WORLD WAR Z (Usa 2013)
Un virus misterioso trasforma gli uomini in zombie, catatoniche creature affamate di carne umana. Nel giro di pochi giorni il mondo intero è nel caos. Prova a risolvere la situazione un ex agente dell’Onu, coraggioso padre di famiglia. È così basilare la trama di World War Z da sembrare, più che un prodotto inedito, una summa di tutti i film (post)apocalittici usciti negli ultimi anni, una sorta di punto della situazione su questo prolificissimo genere cinematografico, uno sfoggio/esercizio di effetti speciali e tecnica registica portato avanti senza alcun interesse per qualsivoglia contenuto emotivo e narrativo.
Prodotto e interpretato da Brad Pitt e diretto da Marc Forster (quello di Monster’s Ball, Vero come la finzione e Il cacciatore di aquiloni – uno sconosciuto di successo, anonimo giovane veterano tedesco-hollywoodiano), WWZ è sostanzialmente privo di reali elementi d’interesse, se si escludono alcune scene di massa girate piuttosto bene e un po’ di sana tensione nel finale, quando il bel Pitt e altri due o tre personaggi si trovano rinchiusi in un laboratorio scientifico infestato di zombie.

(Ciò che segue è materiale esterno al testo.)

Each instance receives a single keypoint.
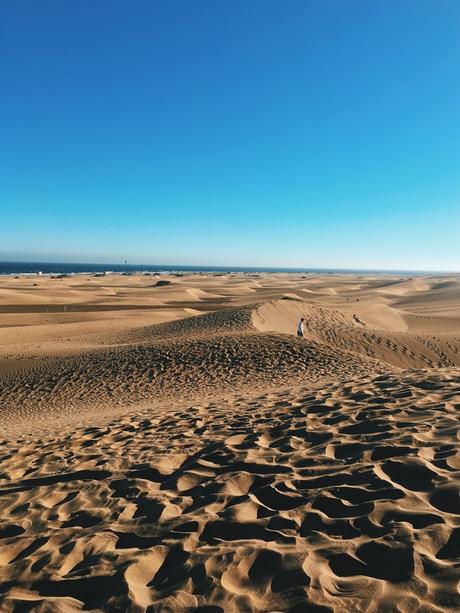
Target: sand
(169, 444)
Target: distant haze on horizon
(302, 134)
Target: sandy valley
(169, 444)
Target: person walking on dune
(300, 327)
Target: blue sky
(298, 133)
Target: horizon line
(240, 267)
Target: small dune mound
(375, 331)
(137, 373)
(311, 498)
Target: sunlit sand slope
(337, 498)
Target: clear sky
(301, 133)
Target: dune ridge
(174, 446)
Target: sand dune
(175, 447)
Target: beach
(169, 444)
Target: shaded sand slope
(376, 331)
(340, 498)
(174, 447)
(34, 395)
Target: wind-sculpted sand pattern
(336, 498)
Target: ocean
(66, 268)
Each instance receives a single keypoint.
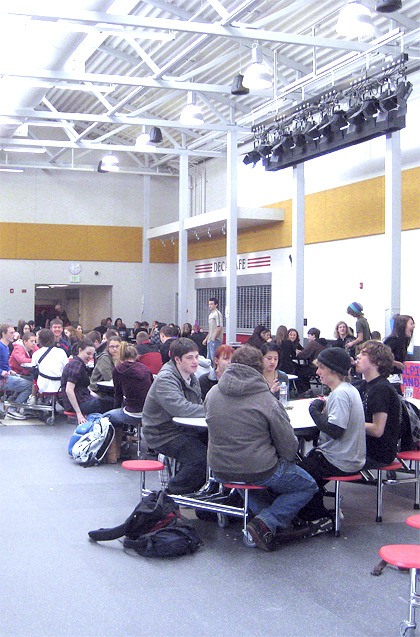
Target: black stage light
(298, 137)
(311, 131)
(339, 120)
(370, 107)
(252, 157)
(388, 6)
(237, 87)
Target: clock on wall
(75, 268)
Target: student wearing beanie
(362, 326)
(341, 448)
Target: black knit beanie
(335, 358)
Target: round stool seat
(356, 476)
(394, 466)
(143, 465)
(401, 555)
(409, 455)
(414, 521)
(240, 485)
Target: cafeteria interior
(58, 583)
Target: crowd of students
(157, 376)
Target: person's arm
(171, 398)
(356, 341)
(73, 402)
(283, 437)
(376, 428)
(320, 418)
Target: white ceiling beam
(93, 146)
(205, 28)
(18, 113)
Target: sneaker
(15, 413)
(261, 534)
(323, 525)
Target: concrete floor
(56, 583)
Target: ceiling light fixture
(258, 76)
(354, 20)
(388, 6)
(191, 114)
(108, 164)
(237, 86)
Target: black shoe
(261, 534)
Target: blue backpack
(82, 429)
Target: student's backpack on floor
(91, 448)
(154, 529)
(82, 429)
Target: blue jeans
(212, 347)
(21, 388)
(293, 487)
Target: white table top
(105, 383)
(190, 422)
(298, 412)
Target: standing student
(398, 341)
(214, 338)
(362, 326)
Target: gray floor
(55, 582)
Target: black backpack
(153, 512)
(173, 540)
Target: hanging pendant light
(191, 114)
(257, 76)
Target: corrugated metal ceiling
(119, 83)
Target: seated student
(176, 392)
(103, 369)
(132, 381)
(56, 327)
(271, 373)
(74, 391)
(222, 357)
(251, 440)
(306, 356)
(148, 353)
(340, 419)
(21, 387)
(50, 361)
(22, 353)
(167, 334)
(380, 403)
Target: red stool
(405, 556)
(338, 480)
(245, 488)
(414, 521)
(142, 466)
(413, 456)
(394, 466)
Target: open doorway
(85, 305)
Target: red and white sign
(411, 380)
(244, 264)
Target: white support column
(231, 236)
(183, 239)
(298, 242)
(145, 305)
(392, 249)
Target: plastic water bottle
(283, 394)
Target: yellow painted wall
(351, 211)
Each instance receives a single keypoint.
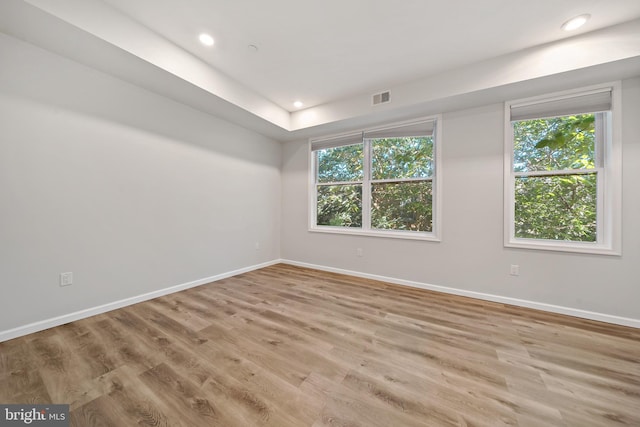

È curioso come questo film riesca a essere allo stesso tempo incredibilmente mediocre e ben fatto, un equilibrio così paradossalmente perfetto da non lasciare quasi spazio ad alcuno spunto di riflessione critica. Infatti mi limiterò a dire soltanto due cose, in conclusione: 1) se si esclude il protagonista, che già, pure lui, non è che sia un eroe particolarmente memorabile, tutti i personaggi di WWZ rimangono a un livello assolutamente superficiale, come se non si fosse voluto togliere spazio e importanza all’unico nome conosciuto del cast (non me ne voglia Pierfrancesco Favino); 2) gli zombie sono rappresentati in modo banalissimo, quasi fastidioso, con quel loro gracidare da aquila in calore e quell’espressione imbecille ma nemmeno troppo spaventosa stampata in volto. E tra l’altro presentano una gamma di caratteristiche così ampia (sono al contempo lenti e rimbambiti come gli zombie di Romero e veloci e letali come quelli di Boyle e Lawrence) da risultare del tutto impersonale. Deludenti, insomma, come del resto il film di cui sono protagonisti.